COUR D'APPEL DE PARIS

Pôle 6 - Chambre 4

ARRET DU 01 FEVRIER 2023

(n° , 6 pages)

Numéro d'inscription au répertoire général : N° RG 19/10026 - N° Portalis 35L7-V-B7D-CAXKS

Décision déférée à la Cour : Jugement du 12 Septembre 2019 -Conseil de Prud'hommes - Formation de départage de CRETEIL - RG n° F16/01784

APPELANTE

SARL AUTOSMECA 94 agissant poursuites et diligences de son gérant domicilié audit siège en cette qualité

[Adresse 2]

[Localité 4]

Représentée par Me Frédéric INGOLD, avocat au barreau de PARIS, toque : B1055

INTIME

Monsieur [O] [L]

[Adresse 1]

[Localité 3]

Représenté par Me Mathieu BARONET, avocat au barreau de VAL-DE-MARNE, toque : 68

COMPOSITION DE LA COUR :

En application des dispositions des articles 805 et 907 du code de procédure civile, l'affaire a été débattue le 14 Novembre 2022, en audience publique, les avocats ne s'y étant pas opposés, devant Monsieur Jean-François DE CHANVILLE, président, chargé du rapport.

Ce magistrat a rendu compte des plaidoiries dans le délibéré de la Cour, entendu en son rapport, composée de :

Monsieur Jean-François DE CHANVILLE, président

Madame Anne-Ga'l BLANC, conseillère

Madame Florence MARQUES, conseillère

Greffier, lors des débats : Mme Victoria RENARD

ARRET :

- contradictoire

- par mise à disposition de l'arrêt au greffe de la Cour, les parties en ayant été préalablement avisées dans les conditions prévues au deuxième alinéa de l'article 450 du code de procédure civile.

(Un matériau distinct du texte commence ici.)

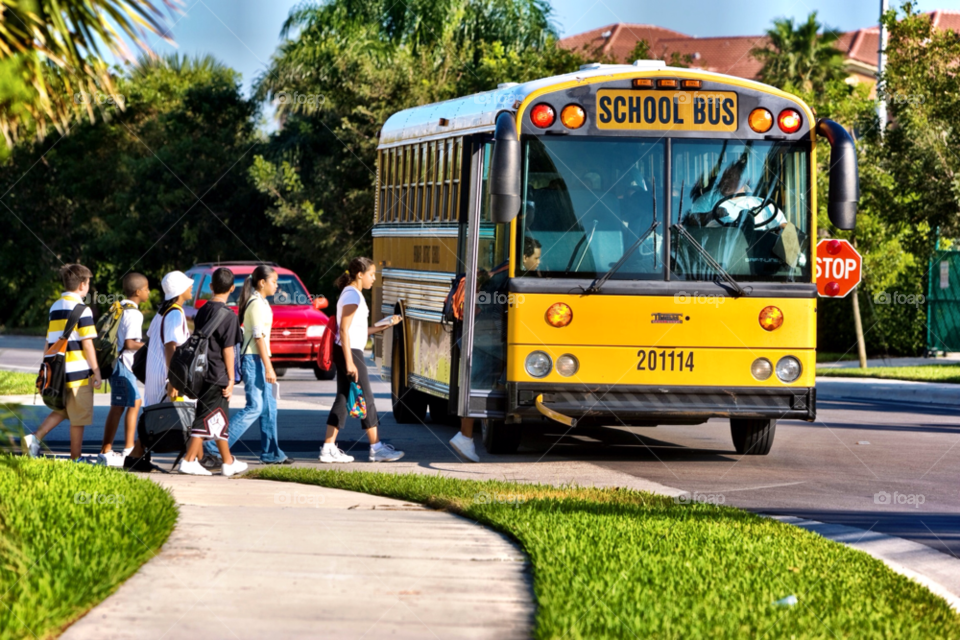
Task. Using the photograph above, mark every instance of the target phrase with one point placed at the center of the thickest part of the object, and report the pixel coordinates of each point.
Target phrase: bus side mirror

- signé par Jean-François DE CHANVILLE, Président de chambre et par Victoria RENARD, Greffière, présente lors de la mise à disposition.

EXPOSÉ DU LITIGE :

Soutenant avoir été engagé par le garage Autosmeca 94 à compter du 28 janvier 2012 en qualité de mécanicien, sans déclaration d'embauche, ni rémunération, ni bulletin de paie et que le contrat a été rompu oralement le 22 janvier 2014, M. [L] a saisi le 6 octobre 2014 le conseil de prud'hommes de Créteil, qui, par jugement du 12 septembre 2019, auquel la cour se réfère pour l'exposé de la procédure antérieure et des prétentions initiales des parties, a :

- condamné la SARL Autosmeca 94 à payer à M. [L] les sommes suivantes :

* 8.553 euros d'indemnité pour licenciement sans cause réelle et sérieuse,

* 1.446 euros d'indemnité compensatrice de préavis,

* 144,60 euros d'indemnité de congés payés afférents,

* 570,20 euros d'indemnité légale de licenciement,

* 8.553 euros d'indemnité pour travail dissimulé,

* 1.500 euros en application de l'article 700 du code de procédure civile,

- rejeté le surplus de ses demandes,

- condamné la défenderesse aux dépens.

Par déclaration du 7 octobre 2019, la société Autosmeca 94 a interjeté appel de cette décision, notifiée par lettre du greffe adressée aux parties le 18 septembre 2019.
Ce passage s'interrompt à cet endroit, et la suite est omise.